According to Tobii Technology Incorporated, the Swedish firm behind the technology, the laptop could, in the future, make the mouse cursor appear where you are looking or make your game character maintain eye contact with you. The tracker works by shining two invisible infrared lights at you. Two hidden cameras then look for the glints in your eyes as well as the reflection from each retina. Each different person that uses the laptop has to calibrate their eyes to the technology, but it does work for people who have glasses as well as people who don’t.
Many of you are probably thinking that this technology will replace your traditional mouse and keyboard or the new touchscreen displays. However, Tobii believes that the gaze tracker will complement these technologies.
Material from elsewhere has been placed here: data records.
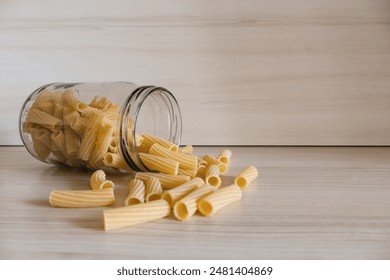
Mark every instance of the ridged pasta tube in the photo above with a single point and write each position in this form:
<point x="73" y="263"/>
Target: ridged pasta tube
<point x="153" y="189"/>
<point x="246" y="176"/>
<point x="70" y="98"/>
<point x="215" y="201"/>
<point x="136" y="192"/>
<point x="212" y="160"/>
<point x="175" y="194"/>
<point x="224" y="156"/>
<point x="156" y="163"/>
<point x="187" y="206"/>
<point x="187" y="172"/>
<point x="44" y="119"/>
<point x="167" y="181"/>
<point x="114" y="160"/>
<point x="83" y="198"/>
<point x="188" y="150"/>
<point x="135" y="214"/>
<point x="98" y="181"/>
<point x="212" y="176"/>
<point x="41" y="142"/>
<point x="185" y="161"/>
<point x="149" y="140"/>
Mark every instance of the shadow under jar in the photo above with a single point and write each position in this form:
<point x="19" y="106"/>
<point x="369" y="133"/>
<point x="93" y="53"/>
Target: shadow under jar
<point x="97" y="125"/>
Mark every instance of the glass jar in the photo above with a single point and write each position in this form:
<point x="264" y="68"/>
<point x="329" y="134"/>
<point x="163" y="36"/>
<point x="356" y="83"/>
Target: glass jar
<point x="97" y="125"/>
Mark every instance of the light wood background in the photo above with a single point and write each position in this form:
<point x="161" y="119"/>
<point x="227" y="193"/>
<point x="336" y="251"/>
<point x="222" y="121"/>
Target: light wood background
<point x="303" y="72"/>
<point x="308" y="203"/>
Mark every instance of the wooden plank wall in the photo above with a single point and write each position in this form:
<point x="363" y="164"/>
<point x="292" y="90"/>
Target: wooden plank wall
<point x="303" y="72"/>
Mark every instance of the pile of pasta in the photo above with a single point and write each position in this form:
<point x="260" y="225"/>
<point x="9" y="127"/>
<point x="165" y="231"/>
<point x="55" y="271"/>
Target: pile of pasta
<point x="67" y="130"/>
<point x="184" y="185"/>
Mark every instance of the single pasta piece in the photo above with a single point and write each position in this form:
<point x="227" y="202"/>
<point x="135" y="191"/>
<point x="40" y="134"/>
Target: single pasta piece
<point x="46" y="106"/>
<point x="44" y="119"/>
<point x="188" y="150"/>
<point x="72" y="141"/>
<point x="201" y="161"/>
<point x="58" y="139"/>
<point x="71" y="99"/>
<point x="185" y="161"/>
<point x="44" y="102"/>
<point x="167" y="181"/>
<point x="114" y="160"/>
<point x="212" y="160"/>
<point x="58" y="111"/>
<point x="224" y="156"/>
<point x="89" y="139"/>
<point x="153" y="189"/>
<point x="156" y="163"/>
<point x="187" y="206"/>
<point x="136" y="192"/>
<point x="84" y="198"/>
<point x="212" y="176"/>
<point x="55" y="150"/>
<point x="98" y="181"/>
<point x="98" y="102"/>
<point x="246" y="176"/>
<point x="135" y="214"/>
<point x="138" y="139"/>
<point x="201" y="171"/>
<point x="212" y="203"/>
<point x="175" y="194"/>
<point x="103" y="140"/>
<point x="41" y="142"/>
<point x="149" y="140"/>
<point x="187" y="172"/>
<point x="76" y="122"/>
<point x="113" y="147"/>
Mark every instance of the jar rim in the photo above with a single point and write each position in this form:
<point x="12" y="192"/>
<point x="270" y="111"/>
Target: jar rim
<point x="129" y="118"/>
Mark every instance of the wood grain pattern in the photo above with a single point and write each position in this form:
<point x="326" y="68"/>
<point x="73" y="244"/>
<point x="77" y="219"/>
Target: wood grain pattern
<point x="266" y="72"/>
<point x="308" y="203"/>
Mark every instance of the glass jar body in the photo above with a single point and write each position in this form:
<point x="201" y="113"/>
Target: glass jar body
<point x="97" y="125"/>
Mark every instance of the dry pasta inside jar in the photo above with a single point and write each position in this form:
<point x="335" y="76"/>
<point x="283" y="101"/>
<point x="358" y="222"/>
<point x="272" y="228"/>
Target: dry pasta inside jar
<point x="99" y="125"/>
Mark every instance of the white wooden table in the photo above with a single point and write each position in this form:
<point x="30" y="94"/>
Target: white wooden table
<point x="308" y="203"/>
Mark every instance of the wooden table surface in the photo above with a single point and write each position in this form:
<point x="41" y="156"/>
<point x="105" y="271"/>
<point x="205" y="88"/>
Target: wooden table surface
<point x="308" y="203"/>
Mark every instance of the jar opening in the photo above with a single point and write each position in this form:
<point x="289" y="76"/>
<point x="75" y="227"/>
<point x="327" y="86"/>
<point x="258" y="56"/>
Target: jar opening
<point x="152" y="110"/>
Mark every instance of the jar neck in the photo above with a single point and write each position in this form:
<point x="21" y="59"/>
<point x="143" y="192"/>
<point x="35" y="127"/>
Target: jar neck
<point x="148" y="109"/>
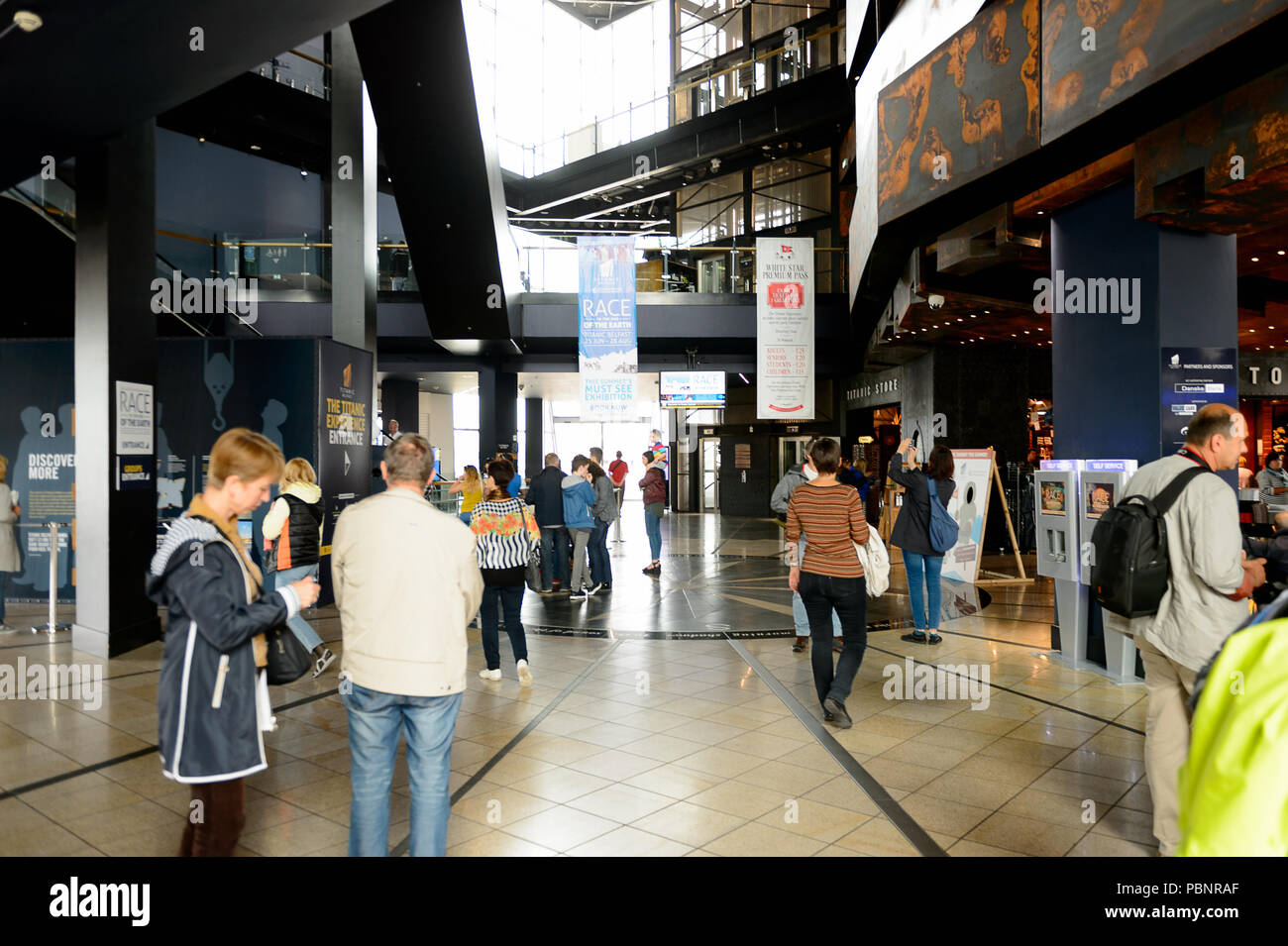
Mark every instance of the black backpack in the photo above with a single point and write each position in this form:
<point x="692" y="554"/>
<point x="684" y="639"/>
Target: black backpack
<point x="1131" y="569"/>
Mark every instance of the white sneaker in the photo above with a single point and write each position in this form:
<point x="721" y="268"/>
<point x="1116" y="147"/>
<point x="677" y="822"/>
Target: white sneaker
<point x="325" y="659"/>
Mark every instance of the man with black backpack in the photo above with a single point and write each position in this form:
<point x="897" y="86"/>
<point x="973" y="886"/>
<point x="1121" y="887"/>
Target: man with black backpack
<point x="1205" y="598"/>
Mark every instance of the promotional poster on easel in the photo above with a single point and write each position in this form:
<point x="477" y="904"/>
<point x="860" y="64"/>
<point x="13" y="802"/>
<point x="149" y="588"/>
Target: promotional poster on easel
<point x="975" y="473"/>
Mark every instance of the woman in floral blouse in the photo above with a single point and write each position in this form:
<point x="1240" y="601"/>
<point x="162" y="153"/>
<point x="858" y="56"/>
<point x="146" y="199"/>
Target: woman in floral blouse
<point x="507" y="536"/>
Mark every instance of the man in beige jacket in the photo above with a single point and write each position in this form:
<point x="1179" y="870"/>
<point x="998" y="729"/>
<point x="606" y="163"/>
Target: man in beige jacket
<point x="406" y="581"/>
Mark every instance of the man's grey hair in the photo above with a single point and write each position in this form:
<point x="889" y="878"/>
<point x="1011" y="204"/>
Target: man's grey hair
<point x="410" y="460"/>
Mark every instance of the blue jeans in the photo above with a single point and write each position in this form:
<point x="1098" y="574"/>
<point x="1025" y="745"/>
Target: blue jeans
<point x="375" y="723"/>
<point x="653" y="527"/>
<point x="304" y="633"/>
<point x="848" y="597"/>
<point x="509" y="601"/>
<point x="923" y="568"/>
<point x="600" y="568"/>
<point x="554" y="556"/>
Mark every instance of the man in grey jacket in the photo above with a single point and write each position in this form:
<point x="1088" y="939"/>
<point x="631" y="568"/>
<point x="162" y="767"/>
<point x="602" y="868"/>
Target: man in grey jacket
<point x="1205" y="600"/>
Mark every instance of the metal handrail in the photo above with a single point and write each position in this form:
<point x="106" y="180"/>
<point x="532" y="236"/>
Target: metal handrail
<point x="679" y="89"/>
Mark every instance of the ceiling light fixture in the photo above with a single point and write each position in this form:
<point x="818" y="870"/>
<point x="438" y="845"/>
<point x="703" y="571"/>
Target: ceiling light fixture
<point x="27" y="21"/>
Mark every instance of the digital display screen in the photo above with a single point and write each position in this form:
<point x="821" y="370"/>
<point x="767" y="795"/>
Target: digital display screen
<point x="692" y="389"/>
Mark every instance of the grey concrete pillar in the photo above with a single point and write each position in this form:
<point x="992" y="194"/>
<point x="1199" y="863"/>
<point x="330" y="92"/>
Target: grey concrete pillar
<point x="115" y="536"/>
<point x="353" y="198"/>
<point x="536" y="456"/>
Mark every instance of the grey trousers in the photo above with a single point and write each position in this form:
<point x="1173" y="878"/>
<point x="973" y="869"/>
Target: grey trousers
<point x="580" y="572"/>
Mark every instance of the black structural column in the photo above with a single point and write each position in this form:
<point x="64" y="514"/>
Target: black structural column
<point x="535" y="459"/>
<point x="115" y="533"/>
<point x="498" y="422"/>
<point x="353" y="198"/>
<point x="1107" y="369"/>
<point x="399" y="400"/>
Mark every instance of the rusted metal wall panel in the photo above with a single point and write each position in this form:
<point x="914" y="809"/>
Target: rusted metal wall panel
<point x="1132" y="44"/>
<point x="962" y="111"/>
<point x="1224" y="166"/>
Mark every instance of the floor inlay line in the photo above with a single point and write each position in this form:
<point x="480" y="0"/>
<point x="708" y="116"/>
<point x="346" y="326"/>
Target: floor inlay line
<point x="402" y="846"/>
<point x="901" y="819"/>
<point x="1020" y="692"/>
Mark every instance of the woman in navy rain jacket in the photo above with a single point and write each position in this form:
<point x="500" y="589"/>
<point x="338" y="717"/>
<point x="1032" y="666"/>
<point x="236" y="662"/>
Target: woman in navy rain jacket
<point x="213" y="695"/>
Tobii believes that this technology could make these other things faster and more efficient to use.
Tobii has been making eye-tracking devices for researchers as well as disabled people for nearly a decade now, and this laptop is a way to show that eye-tracking can expand above and beyond those small markets. The laptop itself is made by Lenovo and incorporates Tobii’s eye-tracking cameras which are located in the cover. Unfortunately, this does make the device about twice as thick as a regular laptop, though future commercial versions could be slimmer. Barbara Barclay, General Manager of Tobii’s Analysis Solutions Business, has stated that these laptops may also be only two years away from commercial use.
Tobii and Lenovo made 20 of these prototype laptops and plan on demonstrating them at the CeBIT technology trade show in Hanover, Germany next Tuesday. The current standalone eye-trackers from Tobii cost somewhere in the tens of thousands of dollars range, though Barclay added that the cost of adding consumer level eye-tracking to a commercial laptop could be much less.